Describing the true nature of reality as chaotic, discontinuous, unstable and ultimately unpredictable is hardly designed to give any warm fuzzies about the certainty of our world.  But the science of Chaos offers one ironic comfort:  It is called the Butterfly EfFect.

The Butterfly Effect (more decorously known as extreme sensitivity to initial conditions) is a wonderfully counter-intuitive phenomena.  Sometimes conditions are such that small perturbations do not damp out, but instead are magnified to have major impact.  In the ultimate, the breath of air from a butterfly’s wings today in San Diego may cause storms next month in Moscow.

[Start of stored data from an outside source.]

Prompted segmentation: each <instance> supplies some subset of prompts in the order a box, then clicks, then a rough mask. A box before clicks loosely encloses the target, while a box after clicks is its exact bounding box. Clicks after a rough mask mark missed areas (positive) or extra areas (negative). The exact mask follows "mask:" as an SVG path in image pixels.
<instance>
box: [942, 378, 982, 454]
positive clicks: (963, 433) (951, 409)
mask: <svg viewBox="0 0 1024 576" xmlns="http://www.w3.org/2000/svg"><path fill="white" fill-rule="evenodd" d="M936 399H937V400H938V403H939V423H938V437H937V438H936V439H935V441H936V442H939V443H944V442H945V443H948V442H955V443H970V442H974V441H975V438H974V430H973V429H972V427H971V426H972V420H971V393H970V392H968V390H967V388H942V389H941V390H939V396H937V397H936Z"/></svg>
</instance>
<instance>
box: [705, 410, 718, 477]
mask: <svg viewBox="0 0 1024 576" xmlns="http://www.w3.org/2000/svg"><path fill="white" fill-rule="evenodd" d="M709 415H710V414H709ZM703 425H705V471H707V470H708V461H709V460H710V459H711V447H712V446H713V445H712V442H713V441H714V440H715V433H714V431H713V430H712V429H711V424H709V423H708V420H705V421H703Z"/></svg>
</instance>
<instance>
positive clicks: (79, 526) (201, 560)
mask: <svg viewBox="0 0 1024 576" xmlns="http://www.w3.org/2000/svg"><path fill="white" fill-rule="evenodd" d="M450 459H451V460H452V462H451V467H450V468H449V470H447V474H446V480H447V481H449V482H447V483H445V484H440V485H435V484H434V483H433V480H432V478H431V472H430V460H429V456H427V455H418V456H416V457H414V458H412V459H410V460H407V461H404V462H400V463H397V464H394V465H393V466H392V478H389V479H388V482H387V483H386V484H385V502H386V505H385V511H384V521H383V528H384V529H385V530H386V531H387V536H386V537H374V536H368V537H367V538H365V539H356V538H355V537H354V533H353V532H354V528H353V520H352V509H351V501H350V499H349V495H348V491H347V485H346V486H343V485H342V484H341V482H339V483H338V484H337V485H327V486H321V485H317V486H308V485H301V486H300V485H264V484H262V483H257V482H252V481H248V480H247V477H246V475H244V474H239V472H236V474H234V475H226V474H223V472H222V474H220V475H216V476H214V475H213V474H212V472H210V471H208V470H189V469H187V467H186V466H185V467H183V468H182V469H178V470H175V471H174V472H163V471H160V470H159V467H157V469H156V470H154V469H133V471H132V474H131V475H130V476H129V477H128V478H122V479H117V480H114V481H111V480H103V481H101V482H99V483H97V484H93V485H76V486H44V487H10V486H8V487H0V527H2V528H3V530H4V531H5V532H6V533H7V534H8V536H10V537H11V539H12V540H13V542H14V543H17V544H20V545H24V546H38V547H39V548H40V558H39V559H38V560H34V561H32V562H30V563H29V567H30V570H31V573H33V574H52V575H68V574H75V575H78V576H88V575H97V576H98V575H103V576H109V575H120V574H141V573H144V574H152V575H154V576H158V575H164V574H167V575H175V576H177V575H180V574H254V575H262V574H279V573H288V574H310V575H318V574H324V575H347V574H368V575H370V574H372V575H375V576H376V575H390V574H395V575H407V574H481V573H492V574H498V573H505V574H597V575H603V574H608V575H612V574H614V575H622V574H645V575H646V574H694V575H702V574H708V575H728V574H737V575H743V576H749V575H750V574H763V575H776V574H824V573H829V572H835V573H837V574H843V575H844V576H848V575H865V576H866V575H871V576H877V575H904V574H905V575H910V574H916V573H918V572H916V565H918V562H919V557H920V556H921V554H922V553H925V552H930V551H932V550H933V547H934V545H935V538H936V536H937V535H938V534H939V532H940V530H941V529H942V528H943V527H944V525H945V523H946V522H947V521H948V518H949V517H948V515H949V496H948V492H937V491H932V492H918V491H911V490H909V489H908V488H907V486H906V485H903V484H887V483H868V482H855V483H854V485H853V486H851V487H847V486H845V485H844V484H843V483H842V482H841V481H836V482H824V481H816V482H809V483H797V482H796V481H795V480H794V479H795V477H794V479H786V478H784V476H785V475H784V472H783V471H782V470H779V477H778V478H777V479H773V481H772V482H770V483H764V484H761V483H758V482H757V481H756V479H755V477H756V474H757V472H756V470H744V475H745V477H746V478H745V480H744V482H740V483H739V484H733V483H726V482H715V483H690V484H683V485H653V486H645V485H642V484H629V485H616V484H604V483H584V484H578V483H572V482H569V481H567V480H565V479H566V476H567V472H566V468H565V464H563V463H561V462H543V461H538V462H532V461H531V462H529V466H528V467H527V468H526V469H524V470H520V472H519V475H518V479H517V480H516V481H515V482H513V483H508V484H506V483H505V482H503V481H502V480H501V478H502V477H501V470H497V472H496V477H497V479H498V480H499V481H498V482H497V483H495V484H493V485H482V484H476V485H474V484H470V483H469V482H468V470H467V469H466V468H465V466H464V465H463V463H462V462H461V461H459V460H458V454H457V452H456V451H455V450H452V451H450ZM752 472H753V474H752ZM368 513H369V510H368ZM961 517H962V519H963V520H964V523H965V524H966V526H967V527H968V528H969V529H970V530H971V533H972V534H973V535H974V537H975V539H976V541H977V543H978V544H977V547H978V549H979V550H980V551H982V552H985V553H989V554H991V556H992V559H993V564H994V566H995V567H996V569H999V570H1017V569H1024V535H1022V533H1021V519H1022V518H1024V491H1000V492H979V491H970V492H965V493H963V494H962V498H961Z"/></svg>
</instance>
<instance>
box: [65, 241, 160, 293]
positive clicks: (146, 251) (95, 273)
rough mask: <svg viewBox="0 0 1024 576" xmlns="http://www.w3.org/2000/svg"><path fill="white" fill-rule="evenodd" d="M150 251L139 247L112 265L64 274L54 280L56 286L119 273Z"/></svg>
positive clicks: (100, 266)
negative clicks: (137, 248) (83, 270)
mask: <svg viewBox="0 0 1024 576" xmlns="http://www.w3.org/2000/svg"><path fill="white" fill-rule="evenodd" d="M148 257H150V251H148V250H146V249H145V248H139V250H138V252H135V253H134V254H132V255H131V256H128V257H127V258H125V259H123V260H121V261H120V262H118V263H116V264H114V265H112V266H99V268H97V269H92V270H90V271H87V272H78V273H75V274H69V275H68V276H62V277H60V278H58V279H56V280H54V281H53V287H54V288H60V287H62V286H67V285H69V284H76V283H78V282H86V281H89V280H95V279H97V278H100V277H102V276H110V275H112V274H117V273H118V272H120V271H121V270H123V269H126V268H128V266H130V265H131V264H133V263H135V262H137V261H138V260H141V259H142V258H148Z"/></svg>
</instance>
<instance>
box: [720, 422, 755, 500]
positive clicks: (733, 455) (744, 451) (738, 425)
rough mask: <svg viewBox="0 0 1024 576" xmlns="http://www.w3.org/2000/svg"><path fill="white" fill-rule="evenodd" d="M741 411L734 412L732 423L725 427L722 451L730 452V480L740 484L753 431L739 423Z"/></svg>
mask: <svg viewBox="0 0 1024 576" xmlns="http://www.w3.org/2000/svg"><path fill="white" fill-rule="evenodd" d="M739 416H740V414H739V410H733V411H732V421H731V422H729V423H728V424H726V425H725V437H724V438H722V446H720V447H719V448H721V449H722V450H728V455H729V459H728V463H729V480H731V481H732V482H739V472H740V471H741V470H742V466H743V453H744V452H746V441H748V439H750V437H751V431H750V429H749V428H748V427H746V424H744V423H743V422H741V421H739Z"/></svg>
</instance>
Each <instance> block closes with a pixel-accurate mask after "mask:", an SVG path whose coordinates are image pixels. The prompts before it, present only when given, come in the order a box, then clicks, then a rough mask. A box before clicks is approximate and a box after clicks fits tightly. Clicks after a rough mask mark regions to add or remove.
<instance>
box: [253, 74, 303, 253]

Why should this be comforting?  Well, it seems to me that those who we are powerless ignore the latest scientific reality.  True, most of the time we are as impotent as we can imagine, fluttering our way through meaningless toil and struggle.  However, every once in a while we can undertake some small, innocuous gesture that will have momentous consequences.  For just that moment, we have the power to influence millions, to make or break worlds.

Of course, we have no idea just when these moments of omnipotence will come upon us.  Nor can we guess at just where or what our products will be.  Still, we should be grateful to know that we are not so powerless after all.

P.S.  Chaos as the great void still has some reality.  That, our editor has explained to me, is where my last month’s column ended up.  Ah, well….  Since I managed to segue from turkeys in general to one who could not commit, perhaps a certain lady just got lucky.